We need these everywhere.
All you do is: print “it’s okay to be white” on a piece of paper and post it up.
You can even hand write it with a marker.
Let’s make this a phenomenon that is scene everywhere – an IRL viral meme.
This can go on for infinity. These k**es will keep saying that if you think it is okay to be white, you are evil. They will be screaming that as they get shoved into cattle cars.
But be careful – they’re hunting people down who post these hate posters.

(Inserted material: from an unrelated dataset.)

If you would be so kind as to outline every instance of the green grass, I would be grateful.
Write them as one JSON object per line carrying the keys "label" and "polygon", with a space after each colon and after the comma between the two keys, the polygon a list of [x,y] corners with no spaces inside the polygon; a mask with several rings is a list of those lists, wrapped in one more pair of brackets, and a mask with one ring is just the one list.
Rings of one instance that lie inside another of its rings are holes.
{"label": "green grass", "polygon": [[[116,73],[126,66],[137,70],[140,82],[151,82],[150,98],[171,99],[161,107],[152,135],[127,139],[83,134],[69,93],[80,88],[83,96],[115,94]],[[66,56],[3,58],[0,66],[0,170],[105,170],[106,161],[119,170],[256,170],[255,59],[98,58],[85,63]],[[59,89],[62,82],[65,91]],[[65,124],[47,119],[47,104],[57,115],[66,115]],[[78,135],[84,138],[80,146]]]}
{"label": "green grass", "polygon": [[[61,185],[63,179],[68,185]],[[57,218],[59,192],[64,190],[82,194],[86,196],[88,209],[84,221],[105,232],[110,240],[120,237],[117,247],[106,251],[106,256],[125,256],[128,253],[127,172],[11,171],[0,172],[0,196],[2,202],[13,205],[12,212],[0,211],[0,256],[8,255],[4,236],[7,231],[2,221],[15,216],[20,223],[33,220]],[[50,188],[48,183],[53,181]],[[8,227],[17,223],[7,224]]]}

I have somewhat reluctantly censored the antisemitic insult for Jews above—reluctant because I do think it is important to see all of this for what it is, behind the mask when they think they are talking only to themselves. The goal here could not be more explicit: it is, as Anglin writes here, to create “an IRL viral meme” in which a seemingly bland statement can be weaponized to cause confusion in those who don’t know its purpose, allowing them to believe that those who resist “hate posters” (as Anglin himself calls them) are objecting to the notion that it is ok to be white, rather than to the true purpose of these posters. That purpose, as the above makes clear, is to encourage the true goal of neonazi and white supremacist groups like this: in the short run, to radicalize vulnerable students; in the long run, race war and genocide (as the fantasy of Jews on cattle cars makes clear).
These are not posters to be judged by their words alone. It is a symbol designed to provoke responses of fear, a symbol whose goals are no different from those of the swastika that lurks behind it.
It is ok to be white. It is not ok to be a white surpremacist. These flyers are the work of white supremacists, and anyone who tells you otherwise is lying to you. Tear them down.